Aptamer cloning and sequencing
The ssDNA eluted from the rituximab-immobilized beads in cycle 7 was amplified using the unmodified forward and reverse primers and GoTaq® DNA Polymerase (Promega, Madison, USA) as described above. The PCR product was ligated into a pGEM®-T easy vector (Promega) and transformed into NovaBlue E. coli cells. Of the resulting clones, 66 were selected for plasmid preparation using an EZ-10 spin column plasmid DNA Miniprep Kit (Bio Basic Inc., NY, USA). The plasmids containing the aptamers were then sequenced (Eurofins Genomics, Ebersberg, Germany), and 46 sequences with correct primer binding regions and a length of 40 bases in the variable region were analysed and aligned with Clustal Omega . Finally, six selected aptamer sequences devoid of primer binding regions were synthesized as 5´-biotin-labelled oligonucleotides (Eurofins Genomics).

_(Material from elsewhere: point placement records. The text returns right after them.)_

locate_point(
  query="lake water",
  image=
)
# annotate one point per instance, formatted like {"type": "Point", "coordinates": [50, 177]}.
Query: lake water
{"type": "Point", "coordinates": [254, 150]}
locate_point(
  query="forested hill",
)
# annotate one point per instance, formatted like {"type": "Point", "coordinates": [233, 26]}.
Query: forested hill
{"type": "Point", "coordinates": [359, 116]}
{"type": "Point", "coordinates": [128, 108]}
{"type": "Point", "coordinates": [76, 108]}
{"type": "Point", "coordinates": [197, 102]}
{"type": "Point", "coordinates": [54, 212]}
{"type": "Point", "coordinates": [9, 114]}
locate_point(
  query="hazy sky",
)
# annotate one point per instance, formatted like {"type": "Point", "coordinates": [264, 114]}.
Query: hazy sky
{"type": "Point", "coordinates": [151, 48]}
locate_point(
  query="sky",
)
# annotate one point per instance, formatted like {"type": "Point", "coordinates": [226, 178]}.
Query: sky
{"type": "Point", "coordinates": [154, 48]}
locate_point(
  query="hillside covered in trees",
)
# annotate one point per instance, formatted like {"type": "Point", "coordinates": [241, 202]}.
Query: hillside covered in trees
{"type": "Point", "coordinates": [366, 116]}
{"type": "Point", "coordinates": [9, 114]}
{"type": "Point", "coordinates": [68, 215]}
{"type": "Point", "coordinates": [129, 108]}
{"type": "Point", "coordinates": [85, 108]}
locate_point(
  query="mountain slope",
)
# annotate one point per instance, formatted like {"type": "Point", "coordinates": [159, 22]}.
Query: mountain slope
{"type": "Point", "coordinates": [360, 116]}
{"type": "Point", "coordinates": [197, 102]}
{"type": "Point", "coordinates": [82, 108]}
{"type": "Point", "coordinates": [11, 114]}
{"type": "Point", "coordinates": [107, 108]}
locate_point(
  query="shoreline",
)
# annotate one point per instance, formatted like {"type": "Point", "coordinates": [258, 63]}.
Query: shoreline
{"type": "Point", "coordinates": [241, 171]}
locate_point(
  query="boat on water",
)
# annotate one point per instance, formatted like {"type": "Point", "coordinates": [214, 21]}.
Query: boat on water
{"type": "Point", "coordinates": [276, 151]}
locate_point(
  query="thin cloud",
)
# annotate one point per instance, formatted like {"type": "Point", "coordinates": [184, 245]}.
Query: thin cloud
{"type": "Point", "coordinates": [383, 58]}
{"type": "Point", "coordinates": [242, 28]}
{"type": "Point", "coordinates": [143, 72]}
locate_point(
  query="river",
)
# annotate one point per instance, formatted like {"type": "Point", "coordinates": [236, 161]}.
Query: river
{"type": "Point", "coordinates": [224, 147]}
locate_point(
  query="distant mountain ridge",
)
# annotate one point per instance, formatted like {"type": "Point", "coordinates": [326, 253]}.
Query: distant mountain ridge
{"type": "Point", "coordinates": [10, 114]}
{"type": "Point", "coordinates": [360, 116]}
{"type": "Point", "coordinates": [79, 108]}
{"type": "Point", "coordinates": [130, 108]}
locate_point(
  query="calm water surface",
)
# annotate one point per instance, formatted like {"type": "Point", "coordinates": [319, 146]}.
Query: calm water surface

Secondary structure prediction and circular dichroism spectroscopy of aptamers
In silico prediction of the secondary structure of aptamers was performed by free energy minimization algorithm using the online tool “mfold” (http://unafold.rna.albany.edu) . The settings were linear DNA sequence, 22°C folding temperature, ionic conditions: 100 mM Na+ and 2 mM Mg2+ with correction type: oligomer. For the remaining settings, the suggested default values were used. To calculate the G-C content of aptamer sequences, the online tool “DNA calculator” was used (http://www.endmemo.com/bio/gc.php), for G-score calculation, the online tool “QGRS Mapper” was utilized (http://bioinformatics.ramapo.edu/QGRS/analyze.php), with default settings. Circular dichroism (CD) spectra were measured utilizing a JASCO J-815 spectropolarimeter (Jasco, Tokyo, Japan). For this purpose, aptamers (without biotin) were dissolved in the binding buffer (20 mM Tris pH 7.6, 100 mM NaCl, 2 mM MgCl2, 5 mM KCl, 1 mM CaCl2, 0.02% v/v Tween 20) and folded at 4 μM according to the SELEX protocol provided above. Recording of UV-spectra ranging from 200–320 nm was done at 20°C and results are displayed as mean residue molar ellipticity. For further G-quadruplex analysis, singular value decomposition was conducted using an R-script developed by del Villar-Guerra et al. .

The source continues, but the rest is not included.